La denuncia è partita dietro segnalazione di Basilio Rizzo (Lista Fo), che ha dichiarato ad Affaritaliani.it: «Valuterò assieme a tutti i miei colleghi
dell’opposizione quale atteggiamento assumere. Dico però che Milano non merita di avere un sindaco che non sia più che al di sopra di ogni sospetto».
Al momento la Guardia di Finanza sta eseguendo le perquisizioni nei locali del Comune di Milano ed arrivano i primi commenti dal mondo politico.

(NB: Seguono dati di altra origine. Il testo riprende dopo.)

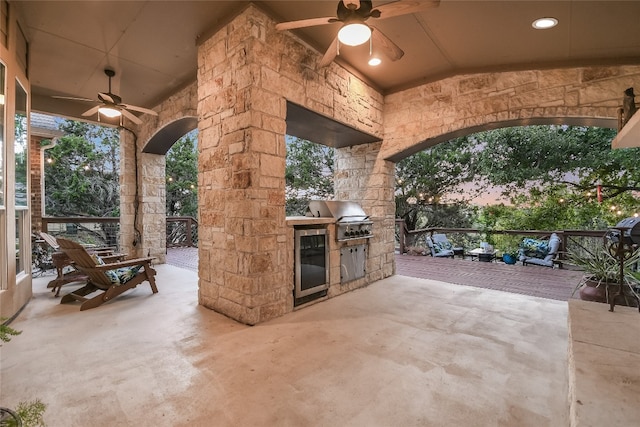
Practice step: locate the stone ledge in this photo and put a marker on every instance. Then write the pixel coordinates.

Il vice commissario milanese di Forza Italia, Maurizio Lupi, ha risposto alle domande dei cronisti di Affaritaliani.it manifestando la propria solidarietà alla Moratti e dicendosi
preoccupato per la tendenza ad «utilizzare la magistratura come strumento di confronto politico«: «Innanzitutto esprimo totale solidarietà al sindaco. Chiunque ha fatto
l’amministratore e fa l’amministratore sa che i cittadini chiedono ad un sindaco di amministrare bene la propria città. Letizia sta svolgendo questo ruolo in coerenza con quello che le
è stato chiesto. Cosa che sta facendo nella scelta dei propri collaboratori e della macchina amministrativa».
«Sono preoccupato – ha aggiunto Lupi – che la magistratura diventi uno strumento del confronto politico. La cosa nasce da una denuncia giusta dell’opposizione che rientra nella dialettica
politica. Sono convinto che la magistratura farà il suo dovere, mi auguro che non si utilizzi come sempre nell’ambito di un confronto politico un terzo potere che deve rimanere
estraneo».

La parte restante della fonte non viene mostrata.